# Calls



## gman2431 (Sep 9, 2016)

Have had these done for a little while but just put all the reeds in last night. 

All are oil finished and buffed and reeds from THO. 

Hunting season is coming so I figured I better wrap these up completely. 

All CandC welcomed!

Reactions: Like 2 | EyeCandy! 6 | Way Cool 1


----------



## gman2431 (Sep 9, 2016)

Oh and top one is KOA with Narra accent, to the right of that is elm burl, below that is Russian olive burl with ABW and the bottom one is cheery burl with box elder accent.

Reactions: Like 1


----------



## Tony (Sep 9, 2016)

Beautiful calls!
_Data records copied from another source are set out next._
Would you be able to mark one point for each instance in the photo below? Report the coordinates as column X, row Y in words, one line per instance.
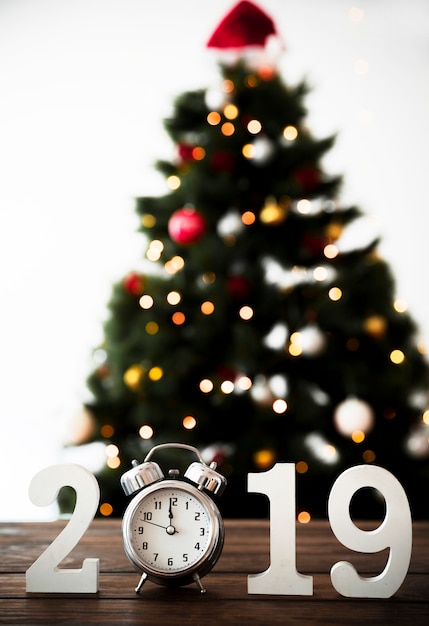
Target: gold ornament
column 274, row 212
column 375, row 326
column 133, row 376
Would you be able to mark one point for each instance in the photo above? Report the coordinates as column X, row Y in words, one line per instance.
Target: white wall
column 84, row 85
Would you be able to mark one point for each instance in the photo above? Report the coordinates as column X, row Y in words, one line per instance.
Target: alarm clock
column 172, row 529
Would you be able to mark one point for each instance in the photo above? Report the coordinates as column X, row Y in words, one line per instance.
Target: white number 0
column 44, row 575
column 395, row 533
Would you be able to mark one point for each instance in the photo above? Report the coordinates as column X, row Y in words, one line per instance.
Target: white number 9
column 395, row 532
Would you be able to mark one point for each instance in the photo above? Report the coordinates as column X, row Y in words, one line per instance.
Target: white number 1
column 281, row 577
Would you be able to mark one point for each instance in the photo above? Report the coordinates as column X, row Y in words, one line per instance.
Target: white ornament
column 263, row 149
column 230, row 224
column 352, row 415
column 417, row 444
column 312, row 340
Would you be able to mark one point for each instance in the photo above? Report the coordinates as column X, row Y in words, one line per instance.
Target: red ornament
column 134, row 284
column 186, row 226
column 307, row 177
column 185, row 151
column 245, row 25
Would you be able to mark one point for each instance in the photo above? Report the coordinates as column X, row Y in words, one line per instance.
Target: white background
column 84, row 86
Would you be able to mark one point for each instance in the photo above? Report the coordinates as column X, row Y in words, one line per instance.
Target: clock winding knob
column 206, row 477
column 140, row 476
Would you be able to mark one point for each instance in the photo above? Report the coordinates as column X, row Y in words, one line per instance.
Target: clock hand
column 169, row 529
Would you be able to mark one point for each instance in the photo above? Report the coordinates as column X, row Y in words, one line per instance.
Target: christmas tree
column 253, row 332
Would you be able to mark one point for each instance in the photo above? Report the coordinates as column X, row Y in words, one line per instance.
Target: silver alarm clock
column 172, row 530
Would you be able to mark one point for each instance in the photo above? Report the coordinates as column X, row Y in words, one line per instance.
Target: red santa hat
column 246, row 25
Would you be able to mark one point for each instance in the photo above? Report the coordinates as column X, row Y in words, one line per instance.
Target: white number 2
column 395, row 532
column 44, row 575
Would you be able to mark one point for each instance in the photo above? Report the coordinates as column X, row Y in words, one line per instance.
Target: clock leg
column 141, row 582
column 198, row 582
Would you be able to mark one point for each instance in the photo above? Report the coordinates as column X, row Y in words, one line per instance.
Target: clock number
column 44, row 575
column 395, row 532
column 282, row 578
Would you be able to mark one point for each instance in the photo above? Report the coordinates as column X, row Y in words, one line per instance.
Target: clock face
column 171, row 529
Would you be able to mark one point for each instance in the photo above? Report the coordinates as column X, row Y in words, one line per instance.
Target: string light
column 133, row 376
column 146, row 301
column 244, row 383
column 303, row 206
column 230, row 111
column 400, row 305
column 358, row 436
column 248, row 151
column 174, row 265
column 113, row 462
column 228, row 129
column 279, row 406
column 264, row 458
column 173, row 298
column 320, row 273
column 107, row 431
column 254, row 127
column 248, row 218
column 152, row 328
column 207, row 307
column 208, row 278
column 227, row 387
column 290, row 133
column 155, row 373
column 146, row 431
column 397, row 357
column 178, row 318
column 246, row 313
column 189, row 422
column 206, row 385
column 335, row 294
column 173, row 182
column 198, row 153
column 214, row 118
column 330, row 251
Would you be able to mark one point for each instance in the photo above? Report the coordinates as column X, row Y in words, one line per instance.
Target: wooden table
column 226, row 602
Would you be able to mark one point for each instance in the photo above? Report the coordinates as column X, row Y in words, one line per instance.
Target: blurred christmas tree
column 255, row 333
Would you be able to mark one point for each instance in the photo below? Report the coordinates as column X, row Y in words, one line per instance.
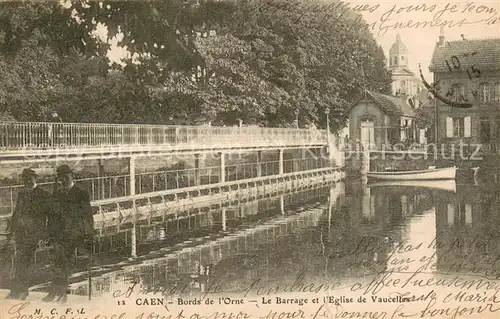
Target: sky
column 472, row 19
column 421, row 41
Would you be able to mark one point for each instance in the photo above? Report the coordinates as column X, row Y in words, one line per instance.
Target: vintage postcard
column 237, row 159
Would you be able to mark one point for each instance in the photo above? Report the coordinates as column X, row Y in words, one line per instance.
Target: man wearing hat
column 28, row 226
column 71, row 225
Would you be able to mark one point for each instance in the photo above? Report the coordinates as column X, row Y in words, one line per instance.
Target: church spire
column 398, row 54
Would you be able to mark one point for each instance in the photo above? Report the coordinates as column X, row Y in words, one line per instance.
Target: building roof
column 398, row 47
column 483, row 53
column 389, row 104
column 392, row 104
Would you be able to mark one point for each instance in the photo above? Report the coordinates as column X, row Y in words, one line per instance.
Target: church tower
column 398, row 54
column 404, row 82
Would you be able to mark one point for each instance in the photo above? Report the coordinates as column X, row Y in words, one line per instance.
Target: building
column 379, row 121
column 405, row 84
column 468, row 71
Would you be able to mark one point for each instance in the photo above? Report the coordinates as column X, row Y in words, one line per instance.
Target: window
column 484, row 92
column 458, row 91
column 495, row 94
column 458, row 126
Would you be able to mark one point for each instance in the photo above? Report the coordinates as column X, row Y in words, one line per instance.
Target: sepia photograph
column 237, row 159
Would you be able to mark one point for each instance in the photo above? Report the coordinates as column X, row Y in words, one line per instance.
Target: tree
column 263, row 66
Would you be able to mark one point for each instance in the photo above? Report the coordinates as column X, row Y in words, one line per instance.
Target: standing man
column 71, row 225
column 28, row 226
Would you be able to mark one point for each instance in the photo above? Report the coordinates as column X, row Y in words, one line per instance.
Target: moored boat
column 427, row 174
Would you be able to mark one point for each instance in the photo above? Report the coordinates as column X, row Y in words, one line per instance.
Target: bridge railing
column 43, row 135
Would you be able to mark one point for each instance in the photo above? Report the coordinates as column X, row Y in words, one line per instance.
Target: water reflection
column 342, row 233
column 351, row 235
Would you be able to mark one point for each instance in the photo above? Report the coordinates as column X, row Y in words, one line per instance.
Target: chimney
column 441, row 36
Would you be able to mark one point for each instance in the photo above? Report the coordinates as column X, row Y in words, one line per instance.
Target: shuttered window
column 467, row 126
column 449, row 127
column 458, row 126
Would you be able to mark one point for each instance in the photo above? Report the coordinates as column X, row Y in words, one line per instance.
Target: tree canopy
column 189, row 62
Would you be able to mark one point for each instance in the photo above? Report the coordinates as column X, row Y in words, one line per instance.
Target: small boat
column 444, row 185
column 427, row 174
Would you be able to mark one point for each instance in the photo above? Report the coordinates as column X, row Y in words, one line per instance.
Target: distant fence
column 42, row 135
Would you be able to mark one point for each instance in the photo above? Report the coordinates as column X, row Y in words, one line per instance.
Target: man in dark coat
column 71, row 225
column 28, row 226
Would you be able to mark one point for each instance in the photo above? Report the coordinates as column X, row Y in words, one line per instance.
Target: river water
column 349, row 238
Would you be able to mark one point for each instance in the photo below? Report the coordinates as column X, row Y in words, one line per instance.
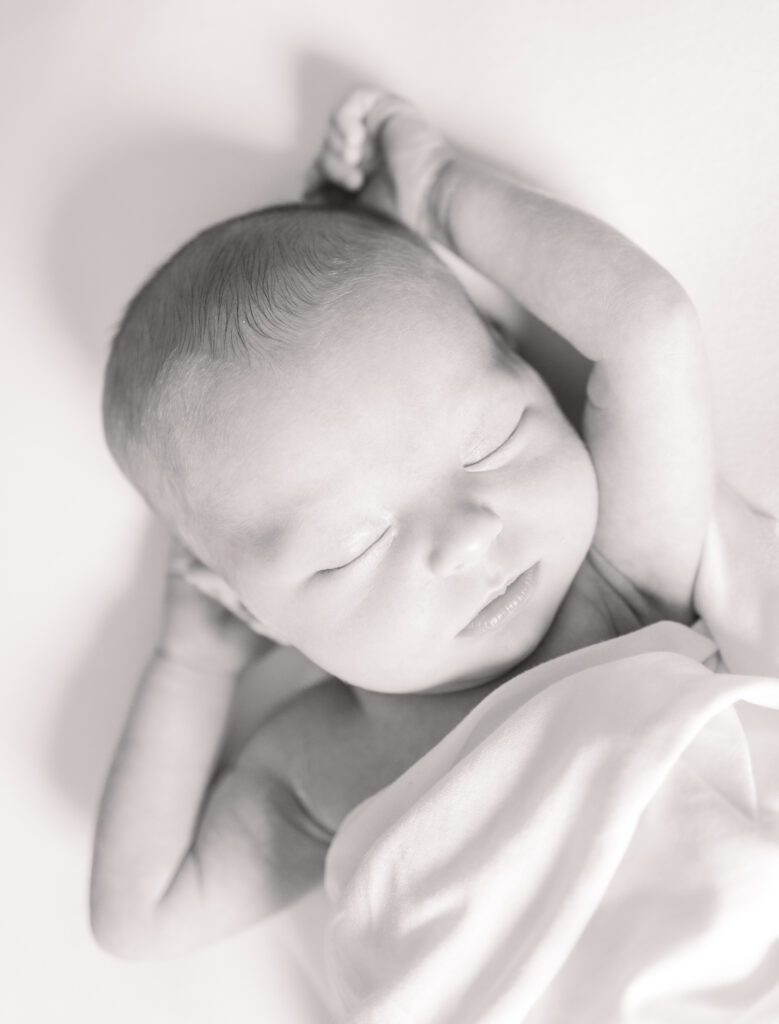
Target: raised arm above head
column 647, row 420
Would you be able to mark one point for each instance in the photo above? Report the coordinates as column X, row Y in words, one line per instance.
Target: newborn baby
column 366, row 469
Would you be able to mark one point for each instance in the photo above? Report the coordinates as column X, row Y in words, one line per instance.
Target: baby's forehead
column 361, row 403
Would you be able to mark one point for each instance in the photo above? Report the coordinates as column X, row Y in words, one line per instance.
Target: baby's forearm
column 580, row 276
column 154, row 794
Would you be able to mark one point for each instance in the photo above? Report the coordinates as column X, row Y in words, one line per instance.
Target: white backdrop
column 126, row 127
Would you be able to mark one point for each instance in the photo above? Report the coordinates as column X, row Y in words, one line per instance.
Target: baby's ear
column 212, row 585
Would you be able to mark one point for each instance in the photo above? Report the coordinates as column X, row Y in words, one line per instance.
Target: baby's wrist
column 439, row 201
column 200, row 665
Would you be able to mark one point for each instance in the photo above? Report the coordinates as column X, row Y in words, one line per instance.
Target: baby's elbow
column 667, row 315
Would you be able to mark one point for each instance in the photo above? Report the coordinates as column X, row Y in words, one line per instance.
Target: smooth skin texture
column 450, row 468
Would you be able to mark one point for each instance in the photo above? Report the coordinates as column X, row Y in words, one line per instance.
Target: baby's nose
column 463, row 539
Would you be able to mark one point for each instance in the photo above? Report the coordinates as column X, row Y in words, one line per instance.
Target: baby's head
column 312, row 402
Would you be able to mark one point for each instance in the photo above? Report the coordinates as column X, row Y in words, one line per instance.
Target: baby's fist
column 379, row 145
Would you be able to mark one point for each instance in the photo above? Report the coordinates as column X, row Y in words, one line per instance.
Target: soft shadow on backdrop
column 126, row 214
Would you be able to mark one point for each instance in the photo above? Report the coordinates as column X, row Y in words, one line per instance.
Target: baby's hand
column 379, row 145
column 199, row 630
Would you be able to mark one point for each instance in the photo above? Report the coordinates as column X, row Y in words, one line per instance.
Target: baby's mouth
column 502, row 606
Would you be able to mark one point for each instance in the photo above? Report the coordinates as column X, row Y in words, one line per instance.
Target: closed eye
column 495, row 451
column 352, row 561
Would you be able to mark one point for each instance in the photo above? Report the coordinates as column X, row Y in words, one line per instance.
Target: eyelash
column 477, row 462
column 345, row 565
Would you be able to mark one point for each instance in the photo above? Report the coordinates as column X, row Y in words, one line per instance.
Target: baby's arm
column 182, row 858
column 647, row 420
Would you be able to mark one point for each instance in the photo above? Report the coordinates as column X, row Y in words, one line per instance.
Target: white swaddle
column 598, row 841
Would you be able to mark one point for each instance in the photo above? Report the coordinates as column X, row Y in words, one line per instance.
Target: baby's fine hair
column 235, row 295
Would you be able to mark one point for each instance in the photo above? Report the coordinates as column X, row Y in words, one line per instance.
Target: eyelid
column 484, row 458
column 344, row 565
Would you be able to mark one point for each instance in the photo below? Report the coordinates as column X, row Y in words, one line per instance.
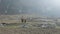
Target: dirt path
column 28, row 31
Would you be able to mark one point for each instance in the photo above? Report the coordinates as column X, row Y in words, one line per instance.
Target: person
column 22, row 19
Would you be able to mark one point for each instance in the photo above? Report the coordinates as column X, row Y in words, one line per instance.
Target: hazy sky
column 44, row 7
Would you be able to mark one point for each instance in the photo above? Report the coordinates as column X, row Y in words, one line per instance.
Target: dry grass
column 28, row 31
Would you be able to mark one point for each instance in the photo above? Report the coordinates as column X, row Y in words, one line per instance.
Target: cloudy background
column 39, row 7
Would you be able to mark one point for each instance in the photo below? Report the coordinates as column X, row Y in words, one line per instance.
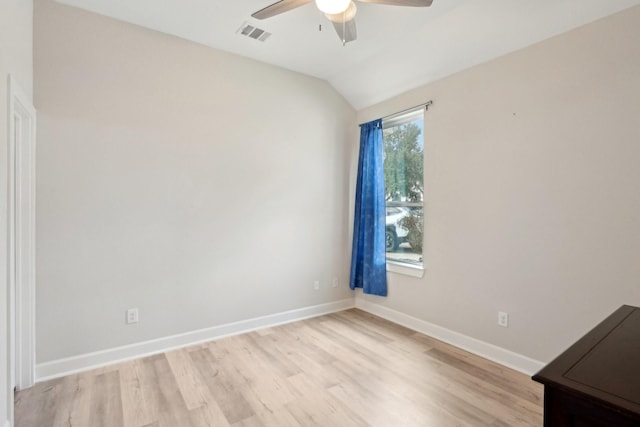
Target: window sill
column 405, row 269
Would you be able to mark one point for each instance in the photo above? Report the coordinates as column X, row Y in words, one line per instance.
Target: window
column 403, row 146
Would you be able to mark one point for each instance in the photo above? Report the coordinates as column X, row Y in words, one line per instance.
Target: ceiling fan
column 341, row 13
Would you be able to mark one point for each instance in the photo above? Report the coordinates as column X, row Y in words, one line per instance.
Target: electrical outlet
column 132, row 315
column 503, row 319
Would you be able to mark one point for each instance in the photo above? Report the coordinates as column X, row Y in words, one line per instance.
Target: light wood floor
column 343, row 369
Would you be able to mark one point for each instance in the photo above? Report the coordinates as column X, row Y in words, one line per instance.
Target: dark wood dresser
column 596, row 382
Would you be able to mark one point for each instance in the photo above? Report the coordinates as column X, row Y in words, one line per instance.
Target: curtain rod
column 425, row 105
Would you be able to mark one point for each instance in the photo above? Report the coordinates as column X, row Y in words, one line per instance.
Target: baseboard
column 70, row 365
column 488, row 351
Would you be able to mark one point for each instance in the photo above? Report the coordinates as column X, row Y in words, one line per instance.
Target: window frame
column 398, row 119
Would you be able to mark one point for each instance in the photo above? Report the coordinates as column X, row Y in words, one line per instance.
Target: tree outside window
column 403, row 146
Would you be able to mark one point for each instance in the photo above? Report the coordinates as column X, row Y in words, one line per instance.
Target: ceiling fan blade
column 346, row 30
column 412, row 3
column 279, row 7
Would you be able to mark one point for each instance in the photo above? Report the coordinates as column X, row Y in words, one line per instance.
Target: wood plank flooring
column 345, row 369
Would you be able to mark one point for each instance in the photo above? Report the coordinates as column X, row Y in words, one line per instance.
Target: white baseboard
column 488, row 351
column 83, row 362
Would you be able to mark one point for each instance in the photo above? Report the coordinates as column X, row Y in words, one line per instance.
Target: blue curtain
column 368, row 257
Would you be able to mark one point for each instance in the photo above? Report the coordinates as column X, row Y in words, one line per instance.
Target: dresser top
column 603, row 365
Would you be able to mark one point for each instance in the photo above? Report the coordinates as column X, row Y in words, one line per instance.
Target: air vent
column 253, row 32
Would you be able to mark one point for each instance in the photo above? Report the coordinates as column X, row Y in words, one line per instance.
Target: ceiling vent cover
column 253, row 32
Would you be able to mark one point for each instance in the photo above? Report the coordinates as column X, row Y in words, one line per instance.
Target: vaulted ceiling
column 398, row 48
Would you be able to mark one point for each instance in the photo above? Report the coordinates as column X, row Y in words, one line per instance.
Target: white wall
column 200, row 187
column 533, row 191
column 15, row 59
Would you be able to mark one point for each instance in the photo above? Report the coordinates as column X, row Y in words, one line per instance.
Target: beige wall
column 533, row 191
column 16, row 60
column 200, row 187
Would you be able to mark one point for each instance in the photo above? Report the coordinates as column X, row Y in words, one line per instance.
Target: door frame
column 21, row 234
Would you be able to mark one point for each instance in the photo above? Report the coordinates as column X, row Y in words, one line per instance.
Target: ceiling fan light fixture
column 345, row 16
column 333, row 7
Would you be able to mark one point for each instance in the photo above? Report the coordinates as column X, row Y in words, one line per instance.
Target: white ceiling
column 398, row 48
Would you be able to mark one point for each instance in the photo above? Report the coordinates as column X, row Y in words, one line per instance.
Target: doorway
column 21, row 236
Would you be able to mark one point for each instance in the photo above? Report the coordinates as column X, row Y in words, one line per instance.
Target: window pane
column 404, row 186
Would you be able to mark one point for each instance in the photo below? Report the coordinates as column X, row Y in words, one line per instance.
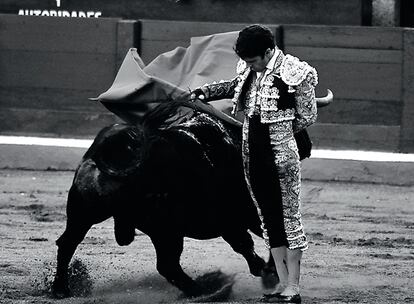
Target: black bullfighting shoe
column 268, row 297
column 289, row 299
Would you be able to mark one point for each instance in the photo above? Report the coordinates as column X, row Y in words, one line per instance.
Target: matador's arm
column 216, row 91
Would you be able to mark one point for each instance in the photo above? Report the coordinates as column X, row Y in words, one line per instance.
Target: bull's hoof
column 220, row 295
column 269, row 278
column 212, row 287
column 257, row 267
column 124, row 234
column 60, row 290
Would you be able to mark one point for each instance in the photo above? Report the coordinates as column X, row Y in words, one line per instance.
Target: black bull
column 170, row 181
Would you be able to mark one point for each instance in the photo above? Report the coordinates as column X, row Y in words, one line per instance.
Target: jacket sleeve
column 222, row 90
column 305, row 102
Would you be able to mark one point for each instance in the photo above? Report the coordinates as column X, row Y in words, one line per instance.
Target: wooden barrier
column 50, row 66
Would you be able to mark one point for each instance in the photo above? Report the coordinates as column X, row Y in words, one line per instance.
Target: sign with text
column 58, row 11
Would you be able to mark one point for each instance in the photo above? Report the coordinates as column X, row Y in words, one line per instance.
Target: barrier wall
column 50, row 66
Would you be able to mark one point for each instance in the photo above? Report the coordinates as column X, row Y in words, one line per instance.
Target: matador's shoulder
column 241, row 66
column 293, row 71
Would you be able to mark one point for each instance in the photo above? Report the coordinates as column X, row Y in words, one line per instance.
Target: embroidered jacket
column 286, row 91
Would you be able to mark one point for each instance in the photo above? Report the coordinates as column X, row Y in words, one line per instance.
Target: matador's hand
column 198, row 94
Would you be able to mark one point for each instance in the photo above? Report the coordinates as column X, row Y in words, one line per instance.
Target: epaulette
column 293, row 71
column 241, row 66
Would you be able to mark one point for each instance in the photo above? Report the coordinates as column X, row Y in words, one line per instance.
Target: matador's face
column 258, row 63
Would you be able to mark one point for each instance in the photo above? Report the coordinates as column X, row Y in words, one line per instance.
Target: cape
column 171, row 76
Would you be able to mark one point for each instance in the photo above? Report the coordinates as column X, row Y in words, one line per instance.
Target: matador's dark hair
column 253, row 41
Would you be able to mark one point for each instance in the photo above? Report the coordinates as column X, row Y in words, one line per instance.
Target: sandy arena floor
column 361, row 251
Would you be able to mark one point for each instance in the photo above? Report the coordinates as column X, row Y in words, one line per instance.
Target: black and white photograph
column 206, row 151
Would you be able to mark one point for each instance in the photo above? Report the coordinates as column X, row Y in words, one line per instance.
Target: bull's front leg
column 169, row 248
column 67, row 244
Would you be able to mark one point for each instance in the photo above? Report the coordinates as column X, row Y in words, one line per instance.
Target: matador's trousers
column 274, row 178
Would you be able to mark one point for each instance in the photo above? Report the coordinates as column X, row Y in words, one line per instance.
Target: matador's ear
column 241, row 66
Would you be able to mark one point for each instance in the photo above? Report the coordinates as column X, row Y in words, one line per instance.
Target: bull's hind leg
column 79, row 221
column 242, row 243
column 169, row 249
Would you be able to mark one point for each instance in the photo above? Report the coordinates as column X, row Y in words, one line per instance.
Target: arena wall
column 49, row 67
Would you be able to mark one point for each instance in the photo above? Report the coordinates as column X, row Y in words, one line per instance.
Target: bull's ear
column 324, row 101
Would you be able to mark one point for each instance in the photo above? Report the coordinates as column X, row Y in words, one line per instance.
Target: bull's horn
column 324, row 101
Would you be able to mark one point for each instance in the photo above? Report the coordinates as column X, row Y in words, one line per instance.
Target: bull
column 169, row 177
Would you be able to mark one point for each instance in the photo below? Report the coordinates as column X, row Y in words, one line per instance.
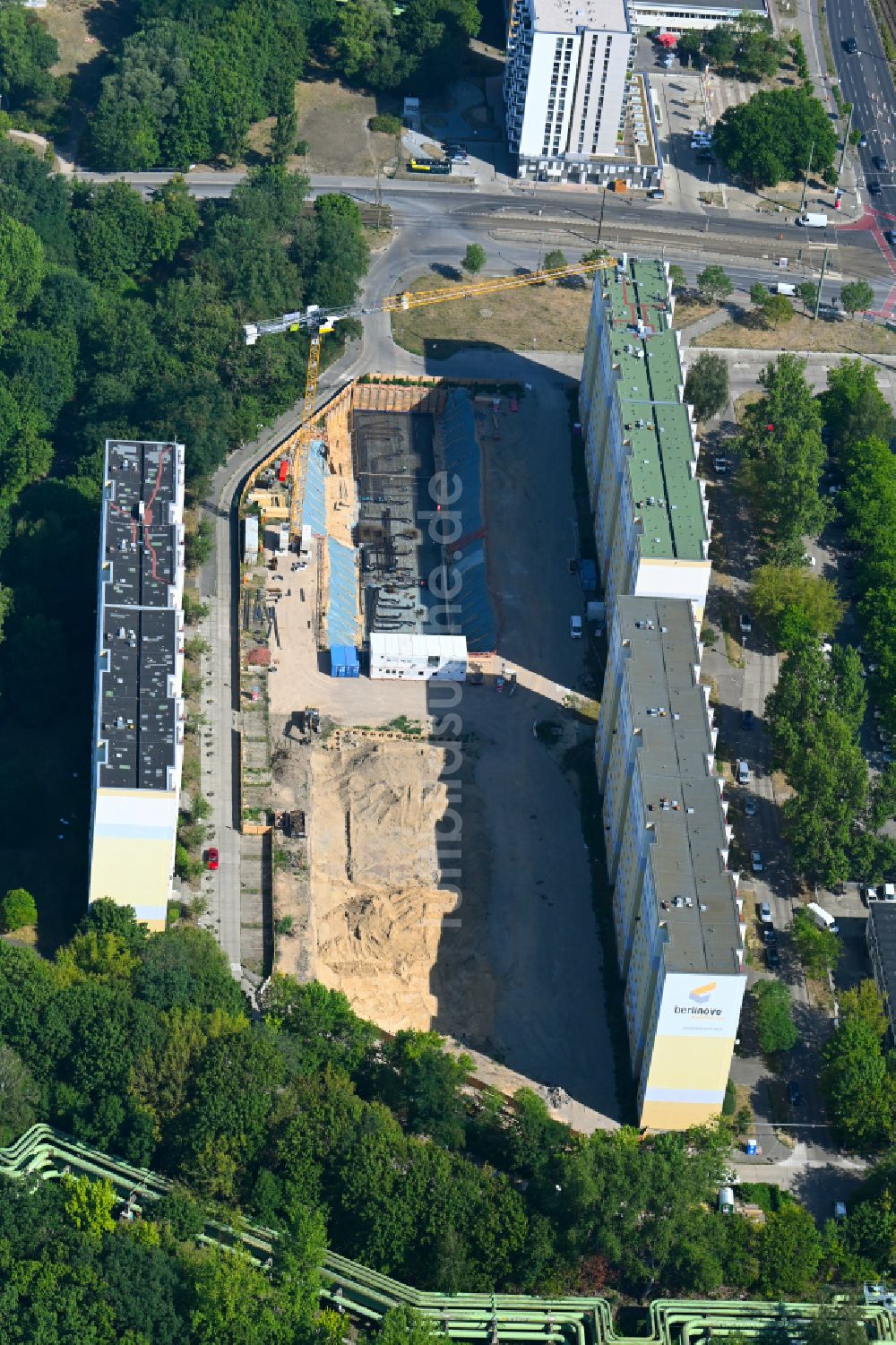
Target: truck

Tony

Reactions: Thank You! 1


----------



## manbuckwal (Sep 9, 2016)

Sharp looking calls Cody

Reactions: Thank You! 1


----------



## CWS (Sep 9, 2016)

Very Nice!!

Reactions: Thank You! 1


----------



## Nature Man (Sep 9, 2016)

Distinctly stupendous! My fav is the Elm burl. Chuck

Reactions: Thank You! 1


----------



## Ray D (Sep 9, 2016)

I like the way that box elder goes with the cherry. Very nice work.

Reactions: Thank You! 1


----------



## ripjack13 (Sep 9, 2016)

gman2431 said:


> the bottom one is cheery burl



I love seeing happy calls. They always look so much better when they're cheerful....

Reactions: Agree 1 | Funny 1


----------



## Woodturner1975 (Sep 9, 2016)

Those look fantastic!

Reactions: Thank You! 1


----------



## HomeBody (Sep 10, 2016)

Love the calls, hate the camo cords. Try one with a leather cord and see how it looks. Gary

Reactions: Thank You! 1


----------